# Agate Agony: Converting Date Columns to Text after ingestion

as a pandas stan, agate is somewhat inscrutable to me. I need to cast Date columns to Text because... reasons.

The challenge is that it has to happen *after* the csv is loaded into memory as an Agate table

In [91]:
import agate
import os
from loguru import logger

In [82]:
os.chdir('/Users/anders.swanson/repos/jaffle_shop/')
fname='data/raw_orders.csv'

## the data
below you can see there are two date columns: `order` and `date` that are unquoted strings

In [83]:
! cat data/raw_orders.csv

id,user_id,order_date,status
1,1,2018-01-01,returned
2,3,2018-01-02,completed
3,94,2018-01-04,completed
4,50,2018-01-05,completed
5,64,2018-01-05,completed
6,54,2018-01-07,completed
7,88,2018-01-09,completed
8,2,2018-01-11,returned
9,53,2018-01-12,completed
10,7,2018-01-14,completed
11,99,2018-01-14,completed
12,59,2018-01-15,completed
13,84,2018-01-17,completed
14,40,2018-01-17,returned
15,25,2018-01-17,completed
16,39,2018-01-18,completed
17,71,2018-01-18,completed
18,64,2018-01-20,returned
19,54,2018-01-22,completed
20,20,2018-01-23,completed
21,71,2018-01-23,completed
22,86,2018-01-24,completed
23,22,2018-01-26,return_pending
24,3,2018-01-27,completed
25,51,2018-01-28,completed
26,32,2018-01-28,completed
27,94,2018-01-29,completed
28,8,2018-01-29,completed
29,57,2018-01-31,completed
30,69,2018-02-02,completed
31,16,2018-02-02,completed
32,28,2018-02-04,completed
33,42,2018-02-04,completed
34,38,2018-02-06,completed
35,80,2018-02-08,completed
36,85,2018-02-10,completed
37,1,2018-02-

## wishful thinking

If I had control of how the agate table was loaded into memory, the job is easy

In [106]:
tester = agate.TypeTester(types=[agate.Text()])
# orders_txt = agate.Table.from_csv(fname, column_types=tester)
orders_txt = agate.Table.from_csv(fname, column_types={'order_date': agate.Text()})

orders_txt.print_structure(),orders_txt.print_table()

| column     | data_type |
| ---------- | --------- |
| id         | Number    |
| user_id    | Number    |
| order_date | Text      |
| status     | Text      |
| id | user_id | order_date | status    |
| -- | ------- | ---------- | --------- |
|  1 |       1 | 2018-01-01 | returned  |
|  2 |       3 | 2018-01-02 | completed |
|  3 |      94 | 2018-01-04 | completed |
|  4 |      50 | 2018-01-05 | completed |
|  5 |      64 | 2018-01-05 | completed |
|  6 |      54 | 2018-01-07 | completed |
|  7 |      88 | 2018-01-09 | completed |
|  8 |       2 | 2018-01-11 | returned  |
|  9 |      53 | 2018-01-12 | completed |
| 10 |       7 | 2018-01-14 | completed |
| 11 |      99 | 2018-01-14 | completed |
| 12 |      59 | 2018-01-15 | completed |
| 13 |      84 | 2018-01-17 | completed |
| 14 |      40 | 2018-01-17 | returned  |
| 15 |      25 | 2018-01-17 | completed |
| 16 |      39 | 2018-01-18 | completed |
| 17 |      71 | 2018-01-18 | completed |
| 18 |      64 | 2018-01-20 | returned  

(None, None)

## the given object

instead we are forced to work with the the auto-inferred column types which are correct, but whatever

In [85]:
orders = agate.Table.from_csv(fname)

orders.print_structure(),orders.print_table()

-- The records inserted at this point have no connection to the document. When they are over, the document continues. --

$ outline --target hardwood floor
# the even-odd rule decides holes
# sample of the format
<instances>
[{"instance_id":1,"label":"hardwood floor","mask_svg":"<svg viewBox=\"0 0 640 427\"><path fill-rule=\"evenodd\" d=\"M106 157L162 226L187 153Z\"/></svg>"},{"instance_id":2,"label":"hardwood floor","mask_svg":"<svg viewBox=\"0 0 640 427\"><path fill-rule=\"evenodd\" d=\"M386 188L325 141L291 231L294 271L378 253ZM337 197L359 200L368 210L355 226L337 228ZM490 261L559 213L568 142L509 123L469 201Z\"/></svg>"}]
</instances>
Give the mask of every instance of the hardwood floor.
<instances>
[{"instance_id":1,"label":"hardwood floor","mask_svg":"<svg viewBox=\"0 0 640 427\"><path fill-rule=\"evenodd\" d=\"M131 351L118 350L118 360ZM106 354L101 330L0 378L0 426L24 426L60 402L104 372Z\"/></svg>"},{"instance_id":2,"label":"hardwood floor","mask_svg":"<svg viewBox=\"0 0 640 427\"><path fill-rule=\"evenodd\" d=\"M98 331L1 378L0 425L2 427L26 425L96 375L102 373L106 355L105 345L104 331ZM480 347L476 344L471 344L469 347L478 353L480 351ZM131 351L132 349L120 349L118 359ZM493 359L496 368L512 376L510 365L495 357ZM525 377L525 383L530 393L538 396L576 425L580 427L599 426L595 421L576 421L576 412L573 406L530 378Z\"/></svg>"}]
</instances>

| column     | data_type |
| ---------- | --------- |
| id         | Number    |
| user_id    | Number    |
| order_date | Date      |
| status     | Text      |
| id | user_id | order_date | status    |
| -- | ------- | ---------- | --------- |
|  1 |       1 | 2018-01-01 | returned  |
|  2 |       3 | 2018-01-02 | completed |
|  3 |      94 | 2018-01-04 | completed |
|  4 |      50 | 2018-01-05 | completed |
|  5 |      64 | 2018-01-05 | completed |
|  6 |      54 | 2018-01-07 | completed |
|  7 |      88 | 2018-01-09 | completed |
|  8 |       2 | 2018-01-11 | returned  |
|  9 |      53 | 2018-01-12 | completed |
| 10 |       7 | 2018-01-14 | completed |
| 11 |      99 | 2018-01-14 | completed |
| 12 |      59 | 2018-01-15 | completed |
| 13 |      84 | 2018-01-17 | completed |
| 14 |      40 | 2018-01-17 | returned  |
| 15 |      25 | 2018-01-17 | completed |
| 16 |      39 | 2018-01-18 | completed |
| 17 |      71 | 2018-01-18 | completed |
| 18 |      64 | 2018-01-20 | returned  

(None, None)

## solution
the solution is to create the following
- a function to generate:
    - a column-specifc `agate.Formula`: i.e. `agate`-flavored lambda function that in this case does nothing except ensure it's output will be cast to `agate.TypeText`
- a list comprehension the return a list of tuples of length two for each Date column consisting of:
    - the column name, and
    - the column's special `agate.Formula`
- a `.compute()` call to the table that applies the `Formulas` to each column, overwriting the original columns with text versions

In [104]:


def convert_agate_date_cols_to_text_cols3(agate_table) -> agate.Table:
    def cast_col_to_text(col_name):
            return agate.Formula(agate.Text(), lambda r: r[col_name])
    
    computations = [(
        col.name,
        cast_col_to_text(col.name)
        ) for col in agate_table.columns if 'Date' in str(col.data_type)]

    return agate_table.compute(computations,replace=True)

orders_new = convert_agate_date_cols_to_text_cols3(orders)
orders_new.print_structure(),orders_new.print_table()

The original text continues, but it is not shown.